Long before anyone came in search of gold and long before the world heard the words "Klondike Gold Rush," the Yukon was the home of an Athapaskan people. Tr’ondëk, meaning hammerstone water, was the original name for the river we now call the Klondike. The river got its name from the fact that the Tr’ondëk Hwëch’in used to hammer stakes into the riverbed and weave branches between them to create weirs that guided fish into carefully set basket traps. Hwëch’in means people, so the Tr’ondëk Hwëch’in are the “People of the Hammerstone river”.

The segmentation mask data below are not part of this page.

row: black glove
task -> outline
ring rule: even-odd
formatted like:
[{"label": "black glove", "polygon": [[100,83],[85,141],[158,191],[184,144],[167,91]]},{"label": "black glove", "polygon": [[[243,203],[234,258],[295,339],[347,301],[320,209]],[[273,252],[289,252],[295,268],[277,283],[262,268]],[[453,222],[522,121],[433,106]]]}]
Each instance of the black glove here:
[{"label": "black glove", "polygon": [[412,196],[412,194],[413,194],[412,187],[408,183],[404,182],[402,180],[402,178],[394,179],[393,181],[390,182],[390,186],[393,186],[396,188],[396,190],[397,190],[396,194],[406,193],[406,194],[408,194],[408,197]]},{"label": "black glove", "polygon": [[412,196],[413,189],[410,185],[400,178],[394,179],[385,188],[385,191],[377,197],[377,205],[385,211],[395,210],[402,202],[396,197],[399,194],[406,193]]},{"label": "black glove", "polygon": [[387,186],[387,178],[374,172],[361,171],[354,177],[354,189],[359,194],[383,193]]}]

They lived a nomadic lifestyle, following the rhythm of the seasons and travelling to where food was most abundant in a particular time of year. They had a permanent settlement at the mouth of the Tr’ondëk or Klondike River although they did not live there year round. This area was an important summer fishing ground for them.
While this area is famous for gold rushes, it was actually the fur trade that first opened the north to non-native settlement.

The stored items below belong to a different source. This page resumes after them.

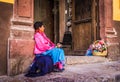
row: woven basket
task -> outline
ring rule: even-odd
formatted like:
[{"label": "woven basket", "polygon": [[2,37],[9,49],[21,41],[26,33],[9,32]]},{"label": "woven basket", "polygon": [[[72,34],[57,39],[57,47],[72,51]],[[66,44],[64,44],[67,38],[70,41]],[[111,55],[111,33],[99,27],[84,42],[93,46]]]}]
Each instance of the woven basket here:
[{"label": "woven basket", "polygon": [[[100,40],[96,40],[93,44],[96,44],[96,42],[99,42]],[[105,46],[105,50],[103,52],[100,52],[100,51],[96,51],[96,50],[93,50],[92,54],[94,56],[107,56],[107,46],[106,44],[104,43],[104,46]]]},{"label": "woven basket", "polygon": [[92,54],[93,54],[94,56],[103,56],[103,57],[105,57],[105,56],[107,56],[107,50],[105,50],[105,51],[103,51],[103,52],[93,51]]}]

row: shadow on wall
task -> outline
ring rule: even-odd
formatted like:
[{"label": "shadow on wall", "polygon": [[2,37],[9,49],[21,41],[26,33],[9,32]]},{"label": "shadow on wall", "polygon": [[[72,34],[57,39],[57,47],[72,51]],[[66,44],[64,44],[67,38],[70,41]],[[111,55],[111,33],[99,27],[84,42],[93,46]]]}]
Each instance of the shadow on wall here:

In 1848, Robert Campbell established Fort Selkirk for the Hudson Bay Company at the historic First Nation trading centre at the junction of the Yukon and Pelly Rivers. The supply route was long and difficult, so trade goods were always scarce here.
The Yukon drainage was well prospected by 1896 and it was only a matter of time before the large concentration of gold in Bonanza Creek would be found. There is great debate among historians over who actually discovered gold in the Klondike, and who really deserves credit for starting the Klondike gold rush. It is generally agreed that the major characters in the story are Robert Henderson, George Carmack, his wife Kate who was a member of the Tagish First Nation, her brother Skookum Jim, and their nephew Dawson Charlie.
Who was the first person to actually lay eyes on the gold in Bonanza Creek? We will probably never know for certain but William Ogilvie made it his business to research the topic and talked with many of those involved. Both Jim and George claimed to have been the one, while some maintain that Kate Carmack found gold while washing dishes in the creek. Ogilvie states that Skookum Jim found the first gold nuggets but that George, Jim and Charlie were travelling together and shared in the discovery.
In any case George Carmack staked the Discovery Claim on Bonanza, with Skookum Jim and Tagish Charlie having a claim on either side. And with that claim, the rush was on.